[Introduction] BCR/ABL1 tyrosine kinase inhibitors (TKIs) have improved the treatment of chronic myeloid leukemia. However, it becomes widely known that treatment with TKIs increases vascular adverse events (VAEs) and the detailed mechanism for VAEs is unknown. We hypothesized that TKIs accelerate atherosclerotic lesions and studied atherosclerotic lesions by TKIs in a familial typeⅡa model mouse.
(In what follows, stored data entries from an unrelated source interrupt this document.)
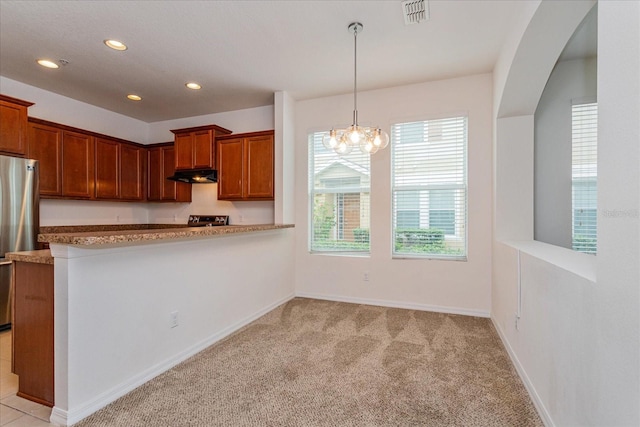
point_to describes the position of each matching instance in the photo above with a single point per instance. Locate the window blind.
(584, 177)
(339, 188)
(429, 202)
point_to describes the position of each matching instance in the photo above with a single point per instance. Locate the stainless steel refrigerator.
(19, 220)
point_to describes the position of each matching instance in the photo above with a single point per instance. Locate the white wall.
(113, 308)
(570, 81)
(204, 197)
(453, 286)
(67, 111)
(60, 109)
(576, 343)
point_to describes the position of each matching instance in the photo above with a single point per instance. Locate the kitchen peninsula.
(130, 304)
(150, 233)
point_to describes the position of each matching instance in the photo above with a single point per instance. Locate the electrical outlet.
(173, 319)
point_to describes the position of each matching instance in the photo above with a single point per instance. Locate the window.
(584, 177)
(429, 167)
(339, 196)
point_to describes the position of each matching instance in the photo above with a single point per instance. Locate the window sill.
(583, 265)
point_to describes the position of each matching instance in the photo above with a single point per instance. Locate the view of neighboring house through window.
(339, 190)
(584, 176)
(429, 167)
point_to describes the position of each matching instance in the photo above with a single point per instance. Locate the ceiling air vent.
(415, 11)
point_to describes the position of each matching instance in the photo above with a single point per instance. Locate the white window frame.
(360, 188)
(461, 185)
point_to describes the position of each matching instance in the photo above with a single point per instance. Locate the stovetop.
(207, 220)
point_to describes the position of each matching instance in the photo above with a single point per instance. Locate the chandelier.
(343, 140)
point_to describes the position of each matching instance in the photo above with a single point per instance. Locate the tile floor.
(15, 411)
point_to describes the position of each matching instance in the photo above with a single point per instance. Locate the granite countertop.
(145, 233)
(38, 257)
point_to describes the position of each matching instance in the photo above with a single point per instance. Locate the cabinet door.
(13, 128)
(203, 154)
(45, 146)
(230, 169)
(131, 172)
(183, 151)
(77, 165)
(154, 174)
(259, 167)
(168, 166)
(107, 169)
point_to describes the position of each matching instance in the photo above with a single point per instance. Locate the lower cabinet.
(33, 331)
(161, 164)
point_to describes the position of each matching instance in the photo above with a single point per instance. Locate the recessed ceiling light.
(115, 44)
(47, 63)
[Methods] In order to evaluate atherosclerotic lesion by TKIs, Ldlr ^-/-and Apobec1 ^-/-(L^-/-/A^-/-) mice were used. L^-/-/A^-/- mice have a high plasma LDL levels and more pronounced development of atherosclerosis. 8-week-old male L^-/-/A^-/- mice were randomized in 4 groups (n=10 per group) and received oral gavage with DMSO, imatinib(50mg/kg), nilotinib(45mg/kg), ponatinib(10mg/kg) for 16 weeks. Thereafter, mice were sacrificed to evaluate atherosclerotic lesions and plasma cholesterol levels.
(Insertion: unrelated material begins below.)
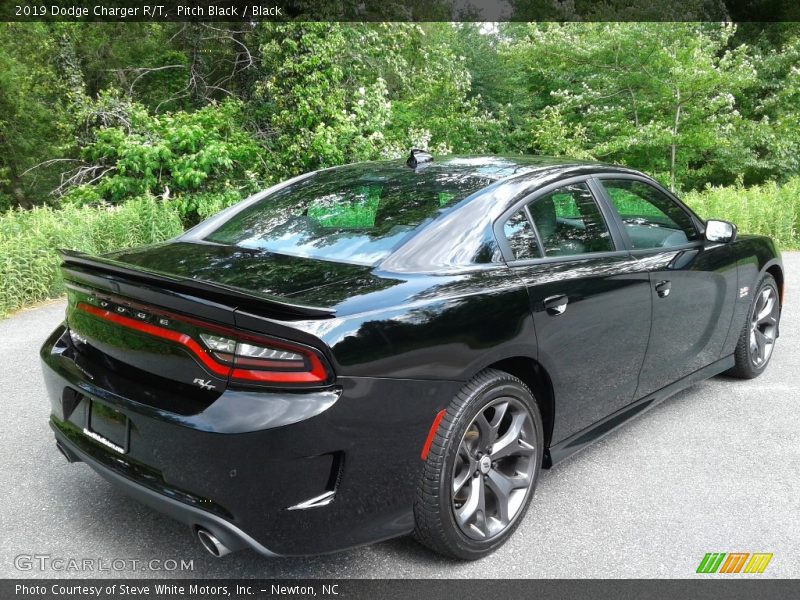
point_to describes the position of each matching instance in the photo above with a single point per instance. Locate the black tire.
(491, 396)
(749, 361)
[Results] There were no significant differences in atherosclerotic lesions and plasma cholesterol levels between 4 groups.
[Discussion] We could not find an association between atherosclerosis and TKIs in this study. The onset of VAEs by TKIs is very complex and it may be difficult to explain solely by atherosclerosis.